CDRH announces partnership to develop new methods to accelerate diagnostic device development for underserved populations
A new partnership was recently announced that will develop new methods to accelerate diagnostic device development for underserved populations.
The following is attributed to Jeff Shuren, M.D., J.D., director of the Food and Drug Administration’s Center for Devices and Radiological Health (CDRH) and Ed Margerrison, Ph.D., director of the Office of Science and Engineering Laboratories (OSEL), CDRH:
The FDA’s Center for Devices and Radiological Health (CDRH) announced a partnership with the Bill and Melinda Gates Foundation to create new analytical methods to help the development of breath-based diagnostic devices for disease detection in underserved populations.
In particular, these methods are intended to identify multiple chemicals or biomarkers in complex chemical mixtures, and thereby increase the potential for chemical characterization to identify multiple chemicals when used in premarket device testing.
Due to high costs and the complexity of the instruments needed to perform an analysis, disease detection in remote and impoverished areas can be extremely challenging. These new methods are intended to help developers create a more efficient and affordable option that could be more easily deployed across populations living in rural and remote areas.
This project will include developing, curating, and validating an interactive web database of both healthy breath and breath infected with Mycobacterium tuberculosis bacteria (TB). Using spectral criteria and a scoring system based on robust analytical chemistry methods, the web database can then be used by innovators and researchers to assist in identifying important diagnostic biomarkers for TB patients.
This full characterization and establishment of a basal-level breath-print will give the diagnostics community the ability to confidently identify disease biomarkers and facilitate the development of next-generation diagnostic devices that can be used by clinicians and consumers at the point of care and in the home.
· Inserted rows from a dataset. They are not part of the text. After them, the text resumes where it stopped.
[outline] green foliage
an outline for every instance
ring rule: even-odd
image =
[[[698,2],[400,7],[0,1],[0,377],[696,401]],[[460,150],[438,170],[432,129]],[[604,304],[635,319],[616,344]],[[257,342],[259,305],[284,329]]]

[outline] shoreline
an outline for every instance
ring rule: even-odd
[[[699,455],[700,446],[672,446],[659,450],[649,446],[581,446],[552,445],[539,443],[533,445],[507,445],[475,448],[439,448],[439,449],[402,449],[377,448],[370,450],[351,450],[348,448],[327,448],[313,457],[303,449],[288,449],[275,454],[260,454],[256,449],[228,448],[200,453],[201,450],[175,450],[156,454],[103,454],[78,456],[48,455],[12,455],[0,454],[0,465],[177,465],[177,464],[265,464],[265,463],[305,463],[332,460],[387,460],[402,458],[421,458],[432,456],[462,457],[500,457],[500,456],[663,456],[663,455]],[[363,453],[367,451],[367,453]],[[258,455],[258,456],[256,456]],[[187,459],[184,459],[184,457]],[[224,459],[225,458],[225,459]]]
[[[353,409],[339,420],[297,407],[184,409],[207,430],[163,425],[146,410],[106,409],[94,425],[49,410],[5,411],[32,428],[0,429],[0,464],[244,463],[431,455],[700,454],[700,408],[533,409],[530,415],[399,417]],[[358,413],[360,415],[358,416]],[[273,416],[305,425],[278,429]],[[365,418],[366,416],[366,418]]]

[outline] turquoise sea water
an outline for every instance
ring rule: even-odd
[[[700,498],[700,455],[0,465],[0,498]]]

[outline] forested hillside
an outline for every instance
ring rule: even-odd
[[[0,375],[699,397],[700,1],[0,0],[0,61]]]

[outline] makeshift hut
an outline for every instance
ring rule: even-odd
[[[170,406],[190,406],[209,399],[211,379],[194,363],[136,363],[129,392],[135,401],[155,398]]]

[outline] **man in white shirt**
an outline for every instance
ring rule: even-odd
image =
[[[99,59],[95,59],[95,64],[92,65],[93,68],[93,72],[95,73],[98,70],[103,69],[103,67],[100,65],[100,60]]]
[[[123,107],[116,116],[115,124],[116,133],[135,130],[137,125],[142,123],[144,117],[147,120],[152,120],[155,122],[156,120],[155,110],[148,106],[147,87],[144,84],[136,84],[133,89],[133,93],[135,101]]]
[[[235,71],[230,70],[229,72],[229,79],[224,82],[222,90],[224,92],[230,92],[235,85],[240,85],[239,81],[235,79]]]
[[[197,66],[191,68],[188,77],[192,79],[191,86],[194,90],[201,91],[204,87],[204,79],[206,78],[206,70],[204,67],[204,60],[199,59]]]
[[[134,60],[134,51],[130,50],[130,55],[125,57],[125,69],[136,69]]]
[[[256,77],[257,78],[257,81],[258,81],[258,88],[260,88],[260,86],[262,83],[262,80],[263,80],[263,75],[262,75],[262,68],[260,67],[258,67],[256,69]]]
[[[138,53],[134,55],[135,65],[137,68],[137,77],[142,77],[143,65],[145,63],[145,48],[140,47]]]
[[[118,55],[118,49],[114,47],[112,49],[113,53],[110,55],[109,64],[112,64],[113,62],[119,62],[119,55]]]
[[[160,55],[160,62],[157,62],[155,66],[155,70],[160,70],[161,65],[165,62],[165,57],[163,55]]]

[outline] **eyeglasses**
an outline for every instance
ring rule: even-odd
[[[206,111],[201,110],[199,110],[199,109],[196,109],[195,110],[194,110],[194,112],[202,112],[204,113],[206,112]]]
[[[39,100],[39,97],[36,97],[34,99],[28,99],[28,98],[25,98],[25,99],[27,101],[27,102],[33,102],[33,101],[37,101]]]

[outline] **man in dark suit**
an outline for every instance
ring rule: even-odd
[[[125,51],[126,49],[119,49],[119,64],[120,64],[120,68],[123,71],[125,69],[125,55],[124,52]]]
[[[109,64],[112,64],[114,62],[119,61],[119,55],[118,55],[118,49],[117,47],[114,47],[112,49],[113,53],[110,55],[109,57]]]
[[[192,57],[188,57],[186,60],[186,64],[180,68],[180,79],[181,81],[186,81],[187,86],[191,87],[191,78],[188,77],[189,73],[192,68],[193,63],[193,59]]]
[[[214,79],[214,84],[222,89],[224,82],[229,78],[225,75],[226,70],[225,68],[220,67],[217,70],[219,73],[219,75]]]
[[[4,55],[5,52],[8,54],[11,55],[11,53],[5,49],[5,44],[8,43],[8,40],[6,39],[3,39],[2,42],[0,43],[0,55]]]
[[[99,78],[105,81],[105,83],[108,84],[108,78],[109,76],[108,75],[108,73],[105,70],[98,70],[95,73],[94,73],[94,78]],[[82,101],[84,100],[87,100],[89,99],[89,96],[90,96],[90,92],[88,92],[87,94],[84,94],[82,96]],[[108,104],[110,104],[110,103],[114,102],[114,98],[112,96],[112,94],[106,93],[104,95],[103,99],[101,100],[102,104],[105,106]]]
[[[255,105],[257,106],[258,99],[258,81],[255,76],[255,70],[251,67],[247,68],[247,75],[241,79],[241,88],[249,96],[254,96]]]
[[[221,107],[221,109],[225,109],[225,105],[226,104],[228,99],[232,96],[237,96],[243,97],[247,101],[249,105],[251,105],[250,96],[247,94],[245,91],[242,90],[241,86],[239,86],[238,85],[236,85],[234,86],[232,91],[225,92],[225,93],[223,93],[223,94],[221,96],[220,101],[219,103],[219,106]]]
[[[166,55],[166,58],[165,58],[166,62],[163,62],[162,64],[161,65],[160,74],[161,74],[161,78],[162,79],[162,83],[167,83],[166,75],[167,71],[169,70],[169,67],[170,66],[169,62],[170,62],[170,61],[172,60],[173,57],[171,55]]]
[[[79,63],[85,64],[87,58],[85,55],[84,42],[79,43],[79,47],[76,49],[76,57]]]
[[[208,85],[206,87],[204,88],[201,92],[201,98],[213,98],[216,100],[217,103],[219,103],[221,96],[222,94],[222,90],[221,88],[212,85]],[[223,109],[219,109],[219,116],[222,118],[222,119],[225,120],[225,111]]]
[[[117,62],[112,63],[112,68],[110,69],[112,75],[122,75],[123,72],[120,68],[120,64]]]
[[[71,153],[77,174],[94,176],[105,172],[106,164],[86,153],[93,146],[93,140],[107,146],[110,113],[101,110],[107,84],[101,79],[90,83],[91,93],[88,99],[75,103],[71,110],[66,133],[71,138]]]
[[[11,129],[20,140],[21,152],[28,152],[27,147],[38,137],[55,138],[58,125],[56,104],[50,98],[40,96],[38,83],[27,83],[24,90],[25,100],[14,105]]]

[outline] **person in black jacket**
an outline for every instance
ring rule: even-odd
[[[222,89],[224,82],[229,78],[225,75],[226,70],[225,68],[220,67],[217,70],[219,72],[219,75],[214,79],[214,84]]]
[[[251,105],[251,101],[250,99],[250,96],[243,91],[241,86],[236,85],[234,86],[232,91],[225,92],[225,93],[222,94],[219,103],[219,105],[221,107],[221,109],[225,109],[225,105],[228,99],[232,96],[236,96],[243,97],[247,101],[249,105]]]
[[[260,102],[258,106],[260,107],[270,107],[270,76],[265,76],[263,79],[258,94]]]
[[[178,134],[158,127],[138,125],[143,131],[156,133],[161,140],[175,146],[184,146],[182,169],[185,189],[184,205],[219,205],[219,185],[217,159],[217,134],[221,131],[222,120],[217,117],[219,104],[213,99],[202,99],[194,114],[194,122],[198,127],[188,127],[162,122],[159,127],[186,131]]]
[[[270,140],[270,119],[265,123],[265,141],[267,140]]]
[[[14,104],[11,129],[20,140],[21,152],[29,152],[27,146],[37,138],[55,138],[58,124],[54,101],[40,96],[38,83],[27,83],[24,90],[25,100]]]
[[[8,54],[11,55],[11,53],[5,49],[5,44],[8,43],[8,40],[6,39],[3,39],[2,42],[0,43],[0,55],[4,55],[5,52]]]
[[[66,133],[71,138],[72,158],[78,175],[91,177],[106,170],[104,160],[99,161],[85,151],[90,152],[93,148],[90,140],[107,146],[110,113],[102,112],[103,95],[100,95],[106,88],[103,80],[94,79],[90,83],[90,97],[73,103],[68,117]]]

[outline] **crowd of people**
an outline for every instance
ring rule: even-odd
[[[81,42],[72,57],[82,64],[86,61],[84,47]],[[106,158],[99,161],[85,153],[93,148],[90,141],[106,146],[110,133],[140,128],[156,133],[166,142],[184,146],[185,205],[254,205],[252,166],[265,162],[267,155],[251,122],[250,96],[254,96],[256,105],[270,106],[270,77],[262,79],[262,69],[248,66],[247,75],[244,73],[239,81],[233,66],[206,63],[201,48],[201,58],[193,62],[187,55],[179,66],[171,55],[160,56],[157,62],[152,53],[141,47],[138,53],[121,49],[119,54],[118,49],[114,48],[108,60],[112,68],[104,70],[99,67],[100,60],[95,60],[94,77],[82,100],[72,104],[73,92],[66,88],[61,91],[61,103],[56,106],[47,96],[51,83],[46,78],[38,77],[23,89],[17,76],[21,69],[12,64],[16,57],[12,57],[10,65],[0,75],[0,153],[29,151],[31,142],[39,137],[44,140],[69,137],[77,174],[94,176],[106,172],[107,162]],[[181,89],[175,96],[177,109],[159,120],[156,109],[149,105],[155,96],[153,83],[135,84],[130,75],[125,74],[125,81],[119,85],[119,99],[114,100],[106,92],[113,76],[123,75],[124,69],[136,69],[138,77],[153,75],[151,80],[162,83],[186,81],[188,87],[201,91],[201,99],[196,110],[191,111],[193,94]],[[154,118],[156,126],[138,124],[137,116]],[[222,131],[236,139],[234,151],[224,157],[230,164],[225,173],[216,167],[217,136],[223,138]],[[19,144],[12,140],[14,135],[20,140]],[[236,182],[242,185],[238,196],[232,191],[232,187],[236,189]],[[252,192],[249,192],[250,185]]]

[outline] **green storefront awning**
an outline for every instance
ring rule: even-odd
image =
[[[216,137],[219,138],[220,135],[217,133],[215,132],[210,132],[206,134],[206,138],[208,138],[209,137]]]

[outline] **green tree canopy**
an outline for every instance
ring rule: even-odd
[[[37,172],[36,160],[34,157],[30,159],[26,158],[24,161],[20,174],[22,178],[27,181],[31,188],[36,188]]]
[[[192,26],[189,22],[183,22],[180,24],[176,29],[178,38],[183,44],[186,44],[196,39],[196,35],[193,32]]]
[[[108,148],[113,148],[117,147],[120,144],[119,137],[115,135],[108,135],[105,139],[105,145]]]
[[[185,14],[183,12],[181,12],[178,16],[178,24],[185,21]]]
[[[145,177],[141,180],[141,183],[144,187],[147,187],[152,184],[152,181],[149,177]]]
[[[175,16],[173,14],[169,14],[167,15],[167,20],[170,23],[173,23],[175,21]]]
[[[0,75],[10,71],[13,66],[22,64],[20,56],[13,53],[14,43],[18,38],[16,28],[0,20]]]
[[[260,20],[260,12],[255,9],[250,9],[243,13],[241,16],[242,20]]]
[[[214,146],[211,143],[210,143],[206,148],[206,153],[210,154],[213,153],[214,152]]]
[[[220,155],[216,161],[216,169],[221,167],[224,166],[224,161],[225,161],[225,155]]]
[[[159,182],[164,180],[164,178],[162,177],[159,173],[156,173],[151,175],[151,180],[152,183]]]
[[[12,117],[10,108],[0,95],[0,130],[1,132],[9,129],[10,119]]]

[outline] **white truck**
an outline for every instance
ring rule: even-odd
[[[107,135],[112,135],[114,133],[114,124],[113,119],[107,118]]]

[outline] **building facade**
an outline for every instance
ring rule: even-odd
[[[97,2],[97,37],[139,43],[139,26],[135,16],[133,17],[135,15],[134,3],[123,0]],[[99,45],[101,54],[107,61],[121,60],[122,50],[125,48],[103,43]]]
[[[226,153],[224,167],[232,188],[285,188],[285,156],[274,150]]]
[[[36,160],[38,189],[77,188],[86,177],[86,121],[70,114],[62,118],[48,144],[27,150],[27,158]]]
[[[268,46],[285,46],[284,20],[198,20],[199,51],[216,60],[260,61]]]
The methods will include a database of chemical information, criteria for classifying confidence of a chemical identification and a web application for analysis of mass spectrometry data. These methods are intended to help drive confidence in measurement techniques and ultimately reduce risk for both medical device innovators and regulators. Advancing chemical characterization and providing developers with methods to detect diseases in rural and medically underserved populations will provide enormous benefits to the public health, domestically and internationally.